Unlike too many other money arenas these days – certainly unlike the Stockmarket trading floors, any poker games or pool-halls – horse racing still affords one the opportunity of being able to watch human psychology in a financial crucible.

The biggest news in Australia and anywhere 'horse racing-land,' right now is the seemingly quite acrimonious split between one of the world's greatest horse trainers, Gai Waterhouse, and one of the world's wealthiest advertising barons, John Singleton.

The genuinely great trainer Gai Waterhouse
I'm afraid not too many people will know that Singleton's reach is certainly as far as New York and Hollywood, since his public profile is largely limited to Sydney, Australia. But then, not too many people would also know that Gai Waterhouse was once an actress in London, who appeared next to Tom Baker's Dr. Who, among a few successful productions.

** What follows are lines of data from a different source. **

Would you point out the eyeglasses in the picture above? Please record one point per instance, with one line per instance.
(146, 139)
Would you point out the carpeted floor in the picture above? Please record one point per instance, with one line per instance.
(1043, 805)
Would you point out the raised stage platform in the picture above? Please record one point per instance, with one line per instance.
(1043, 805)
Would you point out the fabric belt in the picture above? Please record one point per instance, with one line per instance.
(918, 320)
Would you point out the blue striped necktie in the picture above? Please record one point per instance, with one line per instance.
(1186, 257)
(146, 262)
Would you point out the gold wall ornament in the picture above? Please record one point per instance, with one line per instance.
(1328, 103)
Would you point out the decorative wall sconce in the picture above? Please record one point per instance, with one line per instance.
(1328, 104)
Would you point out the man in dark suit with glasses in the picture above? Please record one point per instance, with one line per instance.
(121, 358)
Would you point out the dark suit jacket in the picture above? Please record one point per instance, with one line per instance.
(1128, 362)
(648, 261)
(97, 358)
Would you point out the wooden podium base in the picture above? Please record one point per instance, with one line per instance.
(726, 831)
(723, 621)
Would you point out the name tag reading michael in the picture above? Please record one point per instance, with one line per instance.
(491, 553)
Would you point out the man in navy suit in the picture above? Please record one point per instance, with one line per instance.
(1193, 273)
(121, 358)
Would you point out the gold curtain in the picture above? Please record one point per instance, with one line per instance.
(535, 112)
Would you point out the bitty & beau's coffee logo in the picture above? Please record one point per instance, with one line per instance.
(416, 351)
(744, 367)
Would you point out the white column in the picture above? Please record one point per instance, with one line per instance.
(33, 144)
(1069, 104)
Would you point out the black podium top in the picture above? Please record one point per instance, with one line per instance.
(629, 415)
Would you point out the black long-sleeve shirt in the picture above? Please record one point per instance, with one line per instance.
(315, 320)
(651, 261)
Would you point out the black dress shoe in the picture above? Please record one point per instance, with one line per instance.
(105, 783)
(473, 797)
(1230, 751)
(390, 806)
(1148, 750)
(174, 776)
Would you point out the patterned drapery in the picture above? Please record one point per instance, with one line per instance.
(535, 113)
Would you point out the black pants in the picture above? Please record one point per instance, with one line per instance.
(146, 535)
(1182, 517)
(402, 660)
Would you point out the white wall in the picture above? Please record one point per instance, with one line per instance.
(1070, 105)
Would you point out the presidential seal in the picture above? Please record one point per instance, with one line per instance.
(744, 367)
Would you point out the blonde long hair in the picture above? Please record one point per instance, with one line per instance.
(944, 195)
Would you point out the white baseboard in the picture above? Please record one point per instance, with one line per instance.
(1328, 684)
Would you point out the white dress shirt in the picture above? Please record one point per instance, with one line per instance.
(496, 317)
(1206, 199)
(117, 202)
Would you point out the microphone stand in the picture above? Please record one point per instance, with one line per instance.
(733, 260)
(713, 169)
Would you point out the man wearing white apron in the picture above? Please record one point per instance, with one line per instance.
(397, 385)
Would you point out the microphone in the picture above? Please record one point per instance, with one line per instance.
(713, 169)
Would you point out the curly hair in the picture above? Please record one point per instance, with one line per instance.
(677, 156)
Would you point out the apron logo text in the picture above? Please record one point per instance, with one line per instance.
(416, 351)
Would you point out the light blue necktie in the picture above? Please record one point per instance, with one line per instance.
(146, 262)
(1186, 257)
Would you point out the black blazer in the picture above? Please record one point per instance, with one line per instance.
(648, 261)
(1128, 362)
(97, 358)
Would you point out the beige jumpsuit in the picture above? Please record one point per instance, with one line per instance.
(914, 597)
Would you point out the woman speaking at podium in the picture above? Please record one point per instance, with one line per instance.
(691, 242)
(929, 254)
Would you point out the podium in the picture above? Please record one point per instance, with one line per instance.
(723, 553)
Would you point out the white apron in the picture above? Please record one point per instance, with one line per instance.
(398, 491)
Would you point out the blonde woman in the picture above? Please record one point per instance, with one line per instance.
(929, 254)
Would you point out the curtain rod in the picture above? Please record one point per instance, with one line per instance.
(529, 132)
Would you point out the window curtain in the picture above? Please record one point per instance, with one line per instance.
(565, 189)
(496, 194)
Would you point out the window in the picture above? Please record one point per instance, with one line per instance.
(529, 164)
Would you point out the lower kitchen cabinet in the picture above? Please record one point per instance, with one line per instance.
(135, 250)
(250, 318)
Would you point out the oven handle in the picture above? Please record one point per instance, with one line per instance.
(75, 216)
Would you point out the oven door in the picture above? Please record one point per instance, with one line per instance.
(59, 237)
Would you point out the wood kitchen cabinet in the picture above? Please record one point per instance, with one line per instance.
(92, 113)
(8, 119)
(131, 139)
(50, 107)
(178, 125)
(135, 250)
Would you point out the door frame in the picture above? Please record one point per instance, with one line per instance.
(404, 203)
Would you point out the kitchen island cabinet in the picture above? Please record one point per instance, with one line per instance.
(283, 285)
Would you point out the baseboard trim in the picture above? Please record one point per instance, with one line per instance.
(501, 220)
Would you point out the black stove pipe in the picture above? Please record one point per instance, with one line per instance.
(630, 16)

Max Presenell, who in my view is also one of the world's best racing journalists, gave a fairly detailed description of what transpired at Sydney's Randwick racecourse last Saturday, and it was such a sorry tale that I am embarrassed on behalf of anything to do with Aussie horse racing to recount it completely.

Max is too nice of a man to cast any one side into deep darkness but I am driven more by what the human psychology aspects are and so, I will certainly underscore Singleton's stilted vision in the matter.

He is of course, at present complaining either that his horse More Joyous was not allowed to run on its merits, or, alternatively, that the mare shouldn't have raced that day at all and that the trainer, Waterhourse wasn't being transparent at all times about the situation due to a 'conflict of interest.'

I don't know anything about what really happened, personally. Singleton is complaining that he punted $300,000 and would have placed $600,000 on his horse but for a rumour from 'good friends' advising him that Waterhouse's son Tom Waterhouse, one of Randwick's leading bookmakers, had told friends that the horse could not win.

Wags have already commented that Tom Waterhouse doesn't have any friends. And that may be true!

However, the mare is a rising 7-year old, who has already won almost 5 million dollars under the training of Gai Waterhouse and no one that I know of who is experienced in horse racing would have suggested this mare had any chance to win this day at all no matter what else was going on.

John Singleton also says that the poor public ought to have been told before the race that the horse was experiencing some sort of issue which might have affected her running up to her best.

I feel for John. He just blew $300,000 on a racing bet and clearly he needs his head examined for a lot of things. I'm sure Disability Services Australia or some children's hospital could have shown him a good time for half this kind of money.

However, for all of us who are just as focussed on the implications of understanding the value of mercantile money that John clearly has shown, albeit with him in an excessively exuberant way – let me set a certain matter on the table:

Investing too heavily in one side of an expected financial outcome, always affects the risk/return ratio. And therein lies the lesson which may be extrapolated to parts elsewhere. And I will say just this, but I will make it perfectly clear in an upcoming post – the gold market is under this same kind of mistaken weight of dumb money right now.


Euro horse Frankel
Just as an aside, foreign horses from the UK or Europe, are ridden in a different style to the way Australian jockeys ride. These horses are very hard ridden with an idea that they are extremely robust, and often also because the ground is heavy in Europe, they lift their front legs up too high and are pounded down heavily by their riders on the firmer turf over here still using the same 'up and down' post riding - with the ultimate consequence of many a horse going lame.